On Saturday, June 6, NHS nurse Harriet Sperling became the latest bride to marry into the Royal Family when she tied the knot with Princess Anne's son, Peter Phillips. A number of people without royal backgrounds or familial connections have married into the British Royal Family in recent decades. According to one royal biographer, one such royal bride was declared as being "the embodiment of a princess," despite not growing up within the Royal Family.
In the book My Mother and I, royal expert and biographer Ingrid Seward shared, "Prince William married Catherine Middleton [on April 29, 2011], who turned out to be the embodiment of a princess without having a drop of royal blood."
Seward continued, "Her very ordinariness made her perfect, and The Queen was pleased that the troubled childhood William had experienced was turned around with the support of the strong woman Catherine turned out to be."

According to Seward, Princess Kate was such a great fit for the Royal Family that she helped secure the institution's future when she married Prince William.

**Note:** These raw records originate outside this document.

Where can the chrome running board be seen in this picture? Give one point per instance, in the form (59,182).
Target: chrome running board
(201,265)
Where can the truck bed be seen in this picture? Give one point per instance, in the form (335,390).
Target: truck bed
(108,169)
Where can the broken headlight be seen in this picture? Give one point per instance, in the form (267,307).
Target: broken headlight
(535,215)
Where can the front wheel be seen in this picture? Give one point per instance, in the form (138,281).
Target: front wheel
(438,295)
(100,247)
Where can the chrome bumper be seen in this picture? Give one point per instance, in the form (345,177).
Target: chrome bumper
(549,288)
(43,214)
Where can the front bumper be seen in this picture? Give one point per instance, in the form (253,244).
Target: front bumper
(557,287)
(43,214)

"The power of the monarchy may have been whittled away but it remains central to the British constitution, and it will be up to William and his father to keep it there," Seward shared. "King Charles, as The Queen knew, was the right person to keep the monarchy on track and, with the support of his wife Camilla, prepare it for William as she and Prince Philip had prepared it for him."

Essentially, Princess Kate's role as the future Queen makes her royal wedding more important than most.